Problem with MegaRAID SAS3508 controller

Jan 19, 2026
2
0
1
Hi,
I’m running Proxmox VE 9.1.4 on Debian 13 on multiple Huawei 2288H V5 nodes. The servers use an OEM Broadcom/LSI MegaRAID SAS3508 controller.

Hardware / software details:
  • Server: Huawei 2288H V5
  • RAID controller: Broadcom / LSI SAS3508 (OEM Huawei)
  • RAID firmware: 5.140.00-3319 (Huawei confirmed this firmware is EOL, last supported on Debian 10)
  • Proxmox VE: 9.1.4
  • OS: Debian 13
  • Kernel : 6.17.4-2-pve
  • Driver: megaraid_sas (in-kernel driver from the Linux kernel, no out-of-tree module)
We are seeing random MegaRAID firmware crashes. The controller reports a fatal firmware error, goes into FAULT state and performs an Online Controller Reset (OCR). On one node this caused a full reboot, on others the controller reset and recovered without rebooting the host. All VMs run on shared SAN storage; the local RAID is basically only used for the OS (two ssd's in raid 1), so this doesn’t look like heavy local I/O either.

Key kernel logs:

Code:
megaraid_sas 0000:1c:00.0: Fatal firmware error: Line 169 in fw/raid/utils.c
megaraid_sas 0000:1c:00.0: FW in FAULT state Fault code:0x10000
megaraid_sas 0000:1c:00.0: resetting fusion adapter
megaraid_sas 0000:1c:00.0: Reset successful
megaraid_sas 0000:1c:00.0: Controller encountered an error and was reset
At this point it looks like a compatibility issue between newer Linux kernels and old MegaRAID firmware, not something Proxmox-specific.

Has anyone seen the same SAS3508 + Proxmox (Debian 12/13) behavior? I’m considering rolling back to kernel 6.14.11-5-pve. I’ve also found multiple reports online where stability issues with MegaRAID controllers were mitigated by adding the following kernel parameters via GRUB:

pcie_aspm=off
pci=noaer
megaraid_sas.msix_disable=1

These seem to reduce firmware hangs and unexpected controller resets on older MegaRAID firmware when running newer kernels.
 
Hi Mira,

quick update from our side.

We’ve pinned the kernel to 6.14 on all affected nodes and since then the issue has not reoccurred.
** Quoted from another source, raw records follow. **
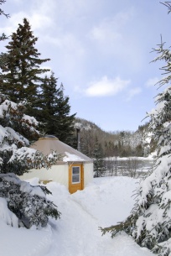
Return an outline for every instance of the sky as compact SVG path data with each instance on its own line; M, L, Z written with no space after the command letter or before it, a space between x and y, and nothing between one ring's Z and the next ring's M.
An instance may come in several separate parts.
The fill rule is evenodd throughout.
M155 107L162 62L153 49L171 45L167 8L158 0L7 0L0 33L27 18L41 58L70 97L70 114L105 131L136 131ZM1 51L5 52L1 43Z

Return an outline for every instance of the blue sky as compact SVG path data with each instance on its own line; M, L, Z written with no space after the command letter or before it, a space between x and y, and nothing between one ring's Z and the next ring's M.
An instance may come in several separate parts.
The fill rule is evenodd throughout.
M158 0L7 0L0 33L27 18L70 113L106 131L137 130L155 107L163 63L150 63L160 34L171 45L171 14ZM8 42L5 43L7 44ZM1 51L5 49L1 48Z

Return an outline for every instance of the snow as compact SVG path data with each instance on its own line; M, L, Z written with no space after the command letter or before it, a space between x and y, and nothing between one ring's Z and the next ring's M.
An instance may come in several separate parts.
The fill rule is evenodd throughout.
M81 191L70 195L65 186L49 182L49 199L58 206L61 218L49 219L40 230L17 228L4 222L0 201L0 241L3 256L153 256L122 232L113 239L101 236L99 227L124 220L134 205L137 180L128 177L96 178ZM36 185L38 179L29 180ZM13 217L10 216L8 217ZM10 220L10 219L9 219Z

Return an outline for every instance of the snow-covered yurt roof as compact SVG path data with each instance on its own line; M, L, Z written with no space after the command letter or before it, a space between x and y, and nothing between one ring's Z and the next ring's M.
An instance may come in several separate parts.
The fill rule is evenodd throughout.
M91 158L60 141L53 135L40 138L30 148L42 152L44 155L55 150L57 154L61 154L60 161L62 162L93 162Z

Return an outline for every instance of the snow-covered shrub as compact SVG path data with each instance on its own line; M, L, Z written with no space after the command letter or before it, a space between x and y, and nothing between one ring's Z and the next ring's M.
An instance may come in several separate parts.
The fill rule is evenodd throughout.
M0 198L7 201L8 209L18 220L18 227L45 227L49 217L55 219L60 217L60 213L56 206L46 199L47 193L50 192L46 187L33 186L26 181L21 181L14 174L0 174ZM9 214L9 211L4 212L7 223L16 227L16 218ZM9 215L13 217L9 218Z
M171 10L171 5L168 7ZM167 3L166 3L167 5ZM171 81L171 52L161 43L155 50L164 60L162 68L168 74L159 82L159 86ZM149 131L157 142L158 155L154 166L141 181L137 190L137 201L131 215L117 226L102 229L111 236L124 230L132 236L142 247L147 247L160 256L171 255L171 86L166 87L156 97L156 108L148 113L151 118Z
M8 212L3 212L7 213L4 219L8 224L11 222L12 226L16 226L14 214L18 219L18 227L29 228L33 225L46 226L48 217L58 218L60 212L46 199L48 190L31 186L14 174L20 175L33 168L49 168L56 163L59 155L53 152L44 156L29 148L39 133L36 129L36 119L24 114L25 106L25 102L15 103L0 95L0 200L7 201L7 205L4 201L2 203L4 209L5 206L8 207Z

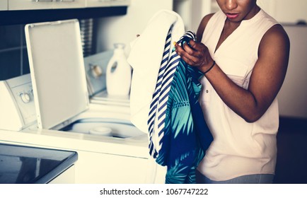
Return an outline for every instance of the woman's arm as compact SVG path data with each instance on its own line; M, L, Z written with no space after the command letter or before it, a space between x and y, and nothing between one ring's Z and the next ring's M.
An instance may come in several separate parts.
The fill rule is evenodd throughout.
M176 45L177 52L187 64L205 72L213 62L208 49L199 42L191 41L190 45L194 50L187 45L183 49ZM289 37L282 27L272 27L260 42L258 60L247 90L234 83L217 64L204 75L231 110L246 122L255 122L272 104L282 86L288 66L289 47Z

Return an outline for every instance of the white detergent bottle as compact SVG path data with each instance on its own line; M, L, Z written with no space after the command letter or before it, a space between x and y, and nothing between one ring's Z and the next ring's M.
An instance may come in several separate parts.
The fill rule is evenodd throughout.
M116 43L114 47L107 66L107 92L109 95L127 96L130 92L132 68L124 54L124 44Z

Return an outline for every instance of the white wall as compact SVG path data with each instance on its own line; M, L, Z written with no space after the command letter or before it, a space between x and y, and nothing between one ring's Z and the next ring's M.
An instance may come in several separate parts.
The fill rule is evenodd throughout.
M306 0L257 0L257 4L282 23L307 22Z
M145 28L149 19L161 9L173 9L173 0L132 0L127 13L100 18L98 21L97 52L113 49L115 42L129 43Z

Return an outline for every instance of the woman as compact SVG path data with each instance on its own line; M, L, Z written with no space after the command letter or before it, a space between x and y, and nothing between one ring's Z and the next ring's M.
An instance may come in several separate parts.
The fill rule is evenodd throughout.
M214 141L199 163L200 183L272 183L279 125L276 96L288 65L289 40L257 0L216 0L197 42L177 53L204 74L199 98Z

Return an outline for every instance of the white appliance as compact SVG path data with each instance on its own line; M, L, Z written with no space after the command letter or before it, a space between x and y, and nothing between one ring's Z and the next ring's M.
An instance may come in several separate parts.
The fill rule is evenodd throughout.
M33 87L28 75L2 82L13 105L1 115L16 112L21 127L1 123L1 141L77 151L76 183L164 182L147 134L129 122L129 106L89 103L78 21L30 24L25 32Z

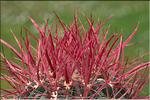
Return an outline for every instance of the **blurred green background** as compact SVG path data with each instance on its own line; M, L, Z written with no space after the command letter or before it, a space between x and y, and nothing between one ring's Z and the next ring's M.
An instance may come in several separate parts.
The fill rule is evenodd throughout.
M36 29L31 24L28 16L43 25L44 19L54 19L55 11L60 18L69 24L76 11L81 13L81 20L87 25L83 15L94 19L104 20L110 15L113 18L106 24L112 25L111 33L123 34L126 39L134 30L135 25L140 22L138 33L125 49L126 58L129 60L149 52L149 2L148 1L1 1L1 38L17 47L10 30L17 36L21 28L27 27L33 34L37 35ZM133 44L133 45L132 45ZM4 47L8 58L13 58L13 53ZM148 61L144 57L143 61ZM2 87L8 87L1 84ZM142 95L149 95L148 86L143 90Z

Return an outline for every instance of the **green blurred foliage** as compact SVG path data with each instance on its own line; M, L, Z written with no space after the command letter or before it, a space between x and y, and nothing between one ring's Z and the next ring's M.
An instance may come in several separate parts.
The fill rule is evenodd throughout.
M1 38L8 41L17 48L17 45L10 34L12 30L17 36L23 27L27 27L33 34L38 32L31 24L28 16L42 26L44 20L55 19L55 11L60 18L69 25L74 13L80 13L80 19L87 25L84 16L93 15L95 21L104 20L109 16L112 19L110 34L123 34L124 40L132 33L139 22L139 30L135 37L125 49L126 58L133 59L149 52L149 2L148 1L1 1ZM132 45L133 44L133 45ZM3 48L6 56L14 56L9 49ZM144 61L147 61L145 57ZM2 85L5 86L6 85ZM144 89L142 95L149 95L148 88Z

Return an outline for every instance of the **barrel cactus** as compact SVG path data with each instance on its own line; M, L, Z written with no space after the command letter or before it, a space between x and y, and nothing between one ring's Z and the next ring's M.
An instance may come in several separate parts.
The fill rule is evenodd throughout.
M13 33L19 50L0 39L11 49L19 63L1 52L1 80L11 89L3 89L1 98L16 99L135 99L148 83L150 62L126 64L124 49L137 33L138 26L123 41L122 34L110 34L103 26L110 19L94 23L85 17L86 28L78 16L67 26L56 14L57 22L44 27L31 18L39 37L28 32L25 39ZM30 40L36 45L32 45ZM146 97L145 97L146 98Z

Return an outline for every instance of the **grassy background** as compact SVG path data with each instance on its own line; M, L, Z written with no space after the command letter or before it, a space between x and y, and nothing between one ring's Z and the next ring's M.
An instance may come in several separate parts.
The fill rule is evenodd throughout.
M94 19L104 20L110 15L113 18L108 22L112 25L110 33L121 33L126 39L132 33L135 25L140 22L139 31L130 42L134 45L125 49L127 58L133 59L146 52L149 52L149 3L148 1L1 1L1 38L8 41L16 47L14 39L10 34L12 29L17 36L21 28L27 27L35 35L37 31L28 19L31 16L37 23L42 25L44 19L54 19L53 11L56 11L60 18L69 24L74 16L75 11L81 13L80 16L94 16ZM84 24L85 19L81 17ZM13 53L4 47L8 58L13 57ZM148 61L145 57L143 61ZM6 83L1 84L7 88ZM148 86L142 92L142 95L149 95Z

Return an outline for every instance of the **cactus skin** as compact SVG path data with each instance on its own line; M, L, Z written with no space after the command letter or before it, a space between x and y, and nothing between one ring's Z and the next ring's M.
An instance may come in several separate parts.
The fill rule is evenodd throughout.
M29 35L26 35L25 40L22 37L18 39L12 32L19 51L0 39L20 61L17 64L1 53L1 70L10 74L2 73L1 80L7 81L13 89L1 88L1 91L6 92L1 98L140 98L139 93L148 82L149 77L145 71L148 70L150 62L130 66L124 60L124 49L137 33L138 25L123 41L122 35L116 34L106 39L109 27L102 32L104 34L100 34L110 17L96 23L96 27L93 20L85 17L89 24L87 30L78 16L74 16L69 27L57 14L56 17L58 23L51 25L56 25L55 32L53 27L48 27L48 21L40 28L29 17L39 32L38 38L27 29L25 31ZM63 36L59 36L62 29ZM36 41L36 46L31 45L30 38Z

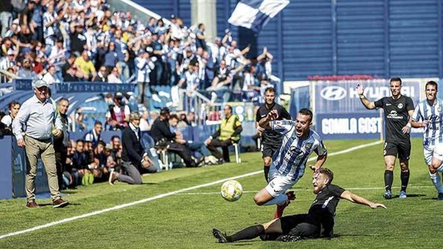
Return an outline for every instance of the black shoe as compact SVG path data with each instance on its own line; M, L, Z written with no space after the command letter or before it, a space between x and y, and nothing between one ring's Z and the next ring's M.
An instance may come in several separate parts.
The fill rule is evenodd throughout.
M302 239L302 237L300 236L284 235L281 235L277 238L278 241L282 242L296 242Z
M218 240L218 243L229 243L228 238L226 237L226 234L222 233L217 228L212 228L212 235L214 237Z
M204 165L204 156L197 158L195 159L195 163L197 164L197 167L201 167Z
M58 198L52 202L52 207L54 208L62 208L69 205L69 202L63 201L61 198Z

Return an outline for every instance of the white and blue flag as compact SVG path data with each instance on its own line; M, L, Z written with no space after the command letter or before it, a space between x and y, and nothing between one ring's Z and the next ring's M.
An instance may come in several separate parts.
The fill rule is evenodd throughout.
M228 21L258 33L289 2L289 0L242 0Z

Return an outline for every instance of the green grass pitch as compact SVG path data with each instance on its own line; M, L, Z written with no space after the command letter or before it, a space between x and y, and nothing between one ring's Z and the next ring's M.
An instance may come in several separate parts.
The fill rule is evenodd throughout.
M328 141L330 152L374 140ZM217 192L222 184L167 196L152 201L77 219L0 239L0 248L441 248L443 202L428 178L420 139L412 140L410 161L410 187L406 199L385 200L383 186L383 144L330 156L325 167L335 174L334 183L370 200L384 203L387 210L342 200L338 205L331 239L305 240L290 243L261 241L257 238L231 244L218 244L211 230L217 227L231 233L249 225L270 220L275 207L259 207L253 193L238 201L224 200ZM37 209L25 207L23 199L0 201L0 235L137 201L200 184L240 175L263 168L258 152L243 153L242 163L182 169L143 176L142 185L107 183L65 191L71 205L54 209L48 205ZM400 170L397 163L393 189L397 195ZM297 199L285 214L306 213L314 200L312 173L308 170L294 186ZM245 191L265 186L262 174L238 179ZM37 200L50 204L50 200Z

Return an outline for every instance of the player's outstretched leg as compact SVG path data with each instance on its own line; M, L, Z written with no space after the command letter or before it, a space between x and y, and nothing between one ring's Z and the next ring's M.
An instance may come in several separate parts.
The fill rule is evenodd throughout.
M392 183L394 181L394 165L395 163L396 157L393 155L385 155L385 193L383 197L385 199L390 199L392 198Z
M278 219L282 216L284 209L290 204L290 201L296 199L296 195L294 194L293 191L288 191L285 195L287 196L287 199L282 204L277 204L277 210L275 210L275 213L274 214L274 219Z
M401 160L400 165L401 167L401 173L400 178L401 180L402 187L399 194L399 198L406 198L406 188L408 187L408 183L409 182L409 167L408 161Z
M441 154L441 152L439 154ZM439 172L443 172L443 164L442 164L441 158L435 156L435 155L436 154L434 153L429 167L429 178L438 192L437 200L441 201L443 200L443 187L441 186L441 181Z
M441 180L440 179L438 173L431 173L429 171L429 179L431 180L431 182L435 186L435 189L437 189L437 192L438 193L437 196L437 199L440 201L443 200L443 186L441 186Z
M227 235L216 228L212 229L212 235L218 240L218 243L229 243L238 240L252 239L264 233L265 227L263 225L254 225L247 227L231 235Z
M385 171L385 194L383 197L385 199L390 199L392 198L392 182L394 181L394 173L392 171Z

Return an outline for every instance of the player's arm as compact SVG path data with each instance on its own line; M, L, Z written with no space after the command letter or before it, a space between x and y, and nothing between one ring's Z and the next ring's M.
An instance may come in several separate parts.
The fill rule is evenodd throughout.
M408 116L409 116L409 119L408 120L408 123L406 124L406 125L403 126L402 128L402 132L403 134L408 134L411 131L411 126L412 125L411 124L411 121L412 118L412 116L414 115L414 102L412 101L412 99L410 98L406 98L406 110L408 110ZM417 105L417 106L419 106L419 105Z
M420 120L421 122L418 122ZM411 126L414 128L425 127L429 123L428 120L425 120L421 115L421 111L420 110L420 104L417 105L414 113L411 116L410 121Z
M403 132L403 134L408 134L411 131L411 127L412 126L412 124L411 123L412 121L411 117L414 115L414 110L410 110L408 111L408 115L409 116L409 120L408 121L408 123L402 128L402 132Z
M311 167L311 169L313 170L314 172L317 172L318 171L319 169L325 163L325 162L326 161L326 158L328 157L327 154L324 154L323 155L319 155L317 157L317 161L315 162L315 164L314 165L314 168L312 167Z
M310 165L309 168L314 173L316 173L326 161L326 158L328 157L328 151L322 141L320 142L318 146L316 148L314 151L318 155L317 161L314 165Z
M345 190L340 197L342 199L345 199L348 201L354 203L358 204L365 205L371 207L371 208L377 208L378 207L382 207L383 208L388 208L386 206L382 203L375 203L368 200L366 200L363 197L358 196L358 195L347 190Z
M269 125L269 122L273 120L275 120L278 117L276 110L273 110L268 113L266 117L260 120L258 122L258 125L265 129L270 129L271 126Z
M364 107L366 107L366 109L372 110L376 107L374 102L371 102L364 97L363 85L361 83L359 83L357 85L357 93L358 94L358 97L360 97L360 101L361 101L361 104L364 106Z

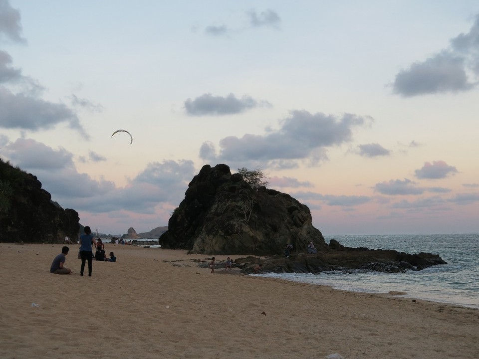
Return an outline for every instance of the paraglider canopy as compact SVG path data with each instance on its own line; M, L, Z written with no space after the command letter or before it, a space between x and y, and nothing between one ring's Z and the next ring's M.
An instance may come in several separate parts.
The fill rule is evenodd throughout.
M111 135L111 137L113 137L113 135L116 134L117 132L126 132L128 135L130 135L130 138L131 139L130 141L130 144L131 145L133 143L133 137L131 135L131 134L128 132L126 130L117 130L116 131L113 132L113 135Z

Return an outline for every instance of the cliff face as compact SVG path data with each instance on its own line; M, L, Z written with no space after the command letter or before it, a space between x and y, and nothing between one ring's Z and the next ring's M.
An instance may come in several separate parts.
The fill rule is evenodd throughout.
M257 255L282 253L286 244L304 251L310 241L329 249L307 206L278 191L253 190L226 165L203 167L160 238L163 248Z
M76 240L79 219L76 211L51 201L36 177L0 159L0 241Z

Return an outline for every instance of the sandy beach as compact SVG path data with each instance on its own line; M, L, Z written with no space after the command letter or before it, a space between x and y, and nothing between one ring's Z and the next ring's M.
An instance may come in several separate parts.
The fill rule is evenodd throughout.
M76 245L72 274L50 274L62 246L0 243L0 358L479 358L477 310L226 273L228 256L212 274L199 266L211 256L111 244L118 261L93 261L91 278Z

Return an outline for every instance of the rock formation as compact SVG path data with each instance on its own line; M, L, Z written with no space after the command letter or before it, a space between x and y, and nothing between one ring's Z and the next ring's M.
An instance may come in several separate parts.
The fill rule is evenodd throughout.
M76 211L51 200L36 176L0 159L0 241L74 242L79 219Z
M312 241L317 253L307 254ZM226 165L203 167L192 180L160 237L163 248L205 254L255 254L264 272L318 273L331 270L404 272L446 262L437 255L409 254L389 250L328 245L313 227L309 209L286 193L251 187ZM288 258L284 250L293 245ZM260 261L248 256L235 260L251 273Z
M160 238L163 248L257 255L281 254L286 244L305 251L310 241L328 248L307 206L273 189L253 189L226 165L203 166Z
M138 239L141 237L137 234L135 228L133 227L130 227L128 228L128 231L127 232L126 234L123 234L121 236L121 238L123 239Z

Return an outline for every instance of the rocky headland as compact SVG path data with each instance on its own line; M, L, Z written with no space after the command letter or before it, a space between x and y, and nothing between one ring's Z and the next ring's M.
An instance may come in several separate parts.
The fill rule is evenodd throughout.
M327 244L312 224L307 206L289 194L251 187L226 165L204 166L160 237L163 248L208 255L253 254L236 260L243 273L260 262L265 272L418 270L446 262L438 255L345 247ZM307 254L309 242L317 250ZM292 250L284 255L287 245Z
M0 159L0 242L76 241L79 220L74 209L51 200L36 176Z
The systems have been stable so far.

In the meantime, we also purchased Enterprise repositories for all servers.

Could you please let us know whether this issue is already resolved in the latest 6.17 kernel, or if you currently still recommend staying on 6.14 for setups with SAS3508 / older MegaRAID firmware?

Thanks for the update and your help.
 
We don't have a reproducer. So far we couldn't narrow it down to any of the changes in the kernel.
We're still trying, but so far we recommend staying on kernel 6.14 with that issue.
 
I recently attempted to upgrade my PBS to kernel 6.17.9-1-pve and starting having all kinds of issues. I assumed it was my controller card going bad, but I'm thinking it's an incompatibility issue with the kernel. I have a Supermicro Broadcom SAS 3408 card that locks everything up when I attempt a kernel upgrade.